Città del Vaticano , 30 January, 2022 / 11:00 AM
Nel messaggio per la Giornata Mondiale per i Malati di Lebbra, la Santa Sede chiede ancora una volta di superare lo stigma per quanti sono affetti dalla malattia, e riafferma il diritto, per quanti sono colpiti dal morbo di Hansen, di “una vita degna libera dalle discriminazioni causate dalla malattia”.
Come ogni anno, il Dicastero per il Servizio dello Sviluppo Integrale invia un messaggio per la giornata dedicata ai malati di lebbra, forte anche dello straordinario impegno che da sempre la Chiesa ha messo in campo per aiutare i malati di lebbra. Ci sono 610 lebbrosari nel mondo, secondo i dati dell’Annuario Statistico della Chiesa che si riferiscono al 2019. Sono 192 in Africa, 55 in America (sia del Nord che del Sud), 352 in Asia, 10 in Europa e 1 in Oceania. Lo scorso anno, ci sono stai 127 mila nuovi casi di lebbra riportati nel mondo.
Le cose sono migliorate, la lebbra è trattabile, la terapia a più medicine introdotta negli anni Ottanta del secolo scorso ha mitigato i sintomi e dato speranza per un eventuale debellamento della lebbra.
La Santa Sede nota che “nonostante le scoraggianti sfide fisiche che la lebbrra porta con sé, la altrettanto scoraggiante realtà dello stigma resta un formidabile ostacolo per la totale salute e guarigione”. E cita l’Organizzazione Mondiale della Salute, che stima che 3-4 milioni di persone “vivono con le visibili deformità e menomazioni dovute alla lebbra”.
Il tema della giornata di quest’anno è “Uniti in dignità”. La Santa Sede nota che in molte nazioni dove la lebbra è diffusa, “la gente con lebbra spesso porta un doppio peso”. Da una parte, la malattia. Dall’altra, le conseguenze psicologiche della malattia, dovute all’isolamento che porta anche all’idea di suicidio.

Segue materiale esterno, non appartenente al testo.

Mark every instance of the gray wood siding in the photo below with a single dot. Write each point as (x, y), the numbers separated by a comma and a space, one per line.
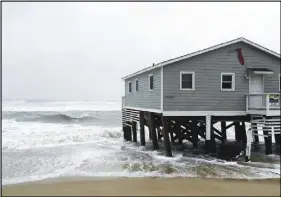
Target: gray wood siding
(144, 98)
(208, 67)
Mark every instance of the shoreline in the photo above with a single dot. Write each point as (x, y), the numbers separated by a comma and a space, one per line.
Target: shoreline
(144, 186)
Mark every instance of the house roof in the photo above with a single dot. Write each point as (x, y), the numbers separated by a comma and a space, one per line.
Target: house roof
(167, 62)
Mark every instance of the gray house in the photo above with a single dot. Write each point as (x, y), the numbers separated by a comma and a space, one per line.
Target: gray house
(235, 81)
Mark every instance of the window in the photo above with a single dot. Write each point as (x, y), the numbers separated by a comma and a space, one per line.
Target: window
(227, 81)
(151, 82)
(187, 80)
(130, 87)
(137, 85)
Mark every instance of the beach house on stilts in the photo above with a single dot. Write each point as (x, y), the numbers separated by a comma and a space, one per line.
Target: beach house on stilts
(182, 98)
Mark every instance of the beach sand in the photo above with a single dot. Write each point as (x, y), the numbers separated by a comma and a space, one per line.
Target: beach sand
(146, 186)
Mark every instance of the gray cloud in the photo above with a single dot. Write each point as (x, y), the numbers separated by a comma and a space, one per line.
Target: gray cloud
(80, 51)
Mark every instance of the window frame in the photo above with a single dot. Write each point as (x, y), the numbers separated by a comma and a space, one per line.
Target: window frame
(279, 82)
(130, 82)
(136, 86)
(193, 80)
(232, 82)
(151, 74)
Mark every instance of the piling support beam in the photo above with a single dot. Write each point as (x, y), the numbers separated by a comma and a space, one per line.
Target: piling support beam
(267, 140)
(134, 130)
(210, 143)
(178, 131)
(129, 132)
(223, 131)
(243, 135)
(194, 131)
(167, 142)
(142, 134)
(256, 137)
(152, 129)
(237, 131)
(125, 132)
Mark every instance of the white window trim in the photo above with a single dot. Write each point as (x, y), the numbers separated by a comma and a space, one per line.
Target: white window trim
(130, 82)
(233, 82)
(193, 80)
(149, 82)
(137, 80)
(279, 83)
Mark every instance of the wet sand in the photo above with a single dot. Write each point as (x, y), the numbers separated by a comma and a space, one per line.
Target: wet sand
(145, 186)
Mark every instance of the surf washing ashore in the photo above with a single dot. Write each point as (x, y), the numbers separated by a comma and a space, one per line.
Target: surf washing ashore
(71, 143)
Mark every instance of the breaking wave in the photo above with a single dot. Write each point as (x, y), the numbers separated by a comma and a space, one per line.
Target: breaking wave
(61, 118)
(66, 117)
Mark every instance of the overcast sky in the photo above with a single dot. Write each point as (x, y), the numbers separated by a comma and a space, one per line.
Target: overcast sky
(80, 51)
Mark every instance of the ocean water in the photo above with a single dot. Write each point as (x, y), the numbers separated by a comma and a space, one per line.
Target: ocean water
(53, 139)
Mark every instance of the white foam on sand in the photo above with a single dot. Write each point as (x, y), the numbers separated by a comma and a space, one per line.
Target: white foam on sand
(35, 151)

La Santa Sede sottolinea che “lo stigma e la discriminazione colpiscono l’intera persona, e richiedono la piena risposta degli individui e di una comunità integrata e compassionevole”.
Essere uniti in dignità, sottolinea la Santa Sede, “significa essere trasformati, guardare le cose in maniera differente e agire secondo questa visione”. Per quello, nella nostra cura per coloro che sono affetti da lebbra “non dobbiamo mai permettere allo stigma e alla discriminazione di dividerci”, perché “è la nostra comune dignità che ci unisce”.

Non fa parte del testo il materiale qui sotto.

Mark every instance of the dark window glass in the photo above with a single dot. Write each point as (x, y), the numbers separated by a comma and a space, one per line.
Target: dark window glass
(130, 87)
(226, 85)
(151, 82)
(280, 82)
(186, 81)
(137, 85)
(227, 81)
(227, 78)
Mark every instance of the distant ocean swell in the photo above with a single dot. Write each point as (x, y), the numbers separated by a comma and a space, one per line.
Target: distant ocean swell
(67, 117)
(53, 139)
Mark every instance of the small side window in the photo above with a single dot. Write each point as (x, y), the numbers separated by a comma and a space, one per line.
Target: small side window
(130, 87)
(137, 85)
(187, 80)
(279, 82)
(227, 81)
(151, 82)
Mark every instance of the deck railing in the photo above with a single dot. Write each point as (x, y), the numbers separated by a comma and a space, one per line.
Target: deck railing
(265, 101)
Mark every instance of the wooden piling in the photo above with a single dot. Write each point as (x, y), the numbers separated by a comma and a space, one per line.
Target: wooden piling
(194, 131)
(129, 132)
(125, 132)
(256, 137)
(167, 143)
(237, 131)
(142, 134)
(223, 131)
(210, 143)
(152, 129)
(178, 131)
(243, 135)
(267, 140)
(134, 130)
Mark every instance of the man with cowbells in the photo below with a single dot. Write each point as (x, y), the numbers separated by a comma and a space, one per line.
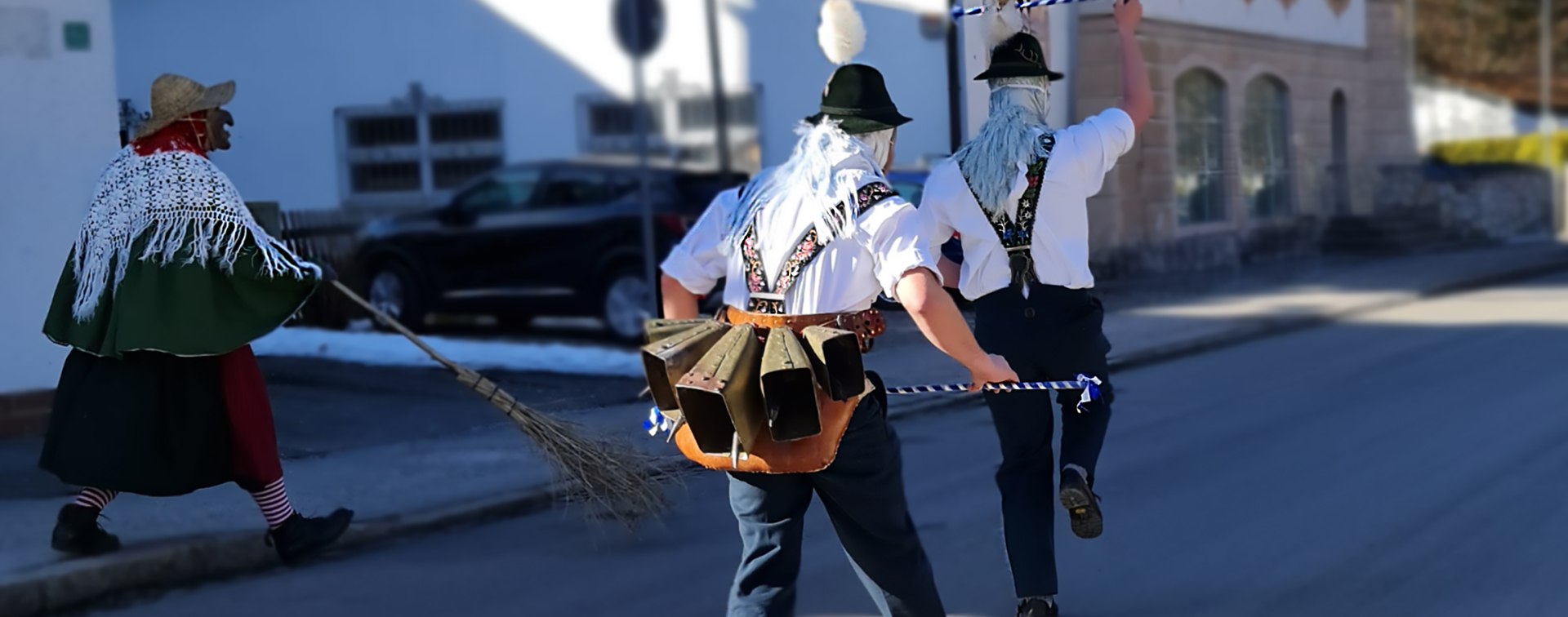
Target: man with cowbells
(806, 245)
(168, 284)
(1017, 196)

La Santa Sede ricorda anche che la pandemia del COVID 19 ha reso molto difficile la diagnosi precoce, che è uno dei modi migliori di affrontare la malattia, ma – aggiunge – “nessuna pandemia può cambiare la dignità della persona umana e nemmeno il suo inviolabile valore nella società”.
Per questo – conclude la Santa Sede – “rispondere con successo alla sfida della lebbra è ben dentro le possibilità mediche e tecnologiche”, quindi “quello che ci resta ora è muoverci verso l’unità nella dignità, nella speranza che lo stigma e la discriminazione calino presto”.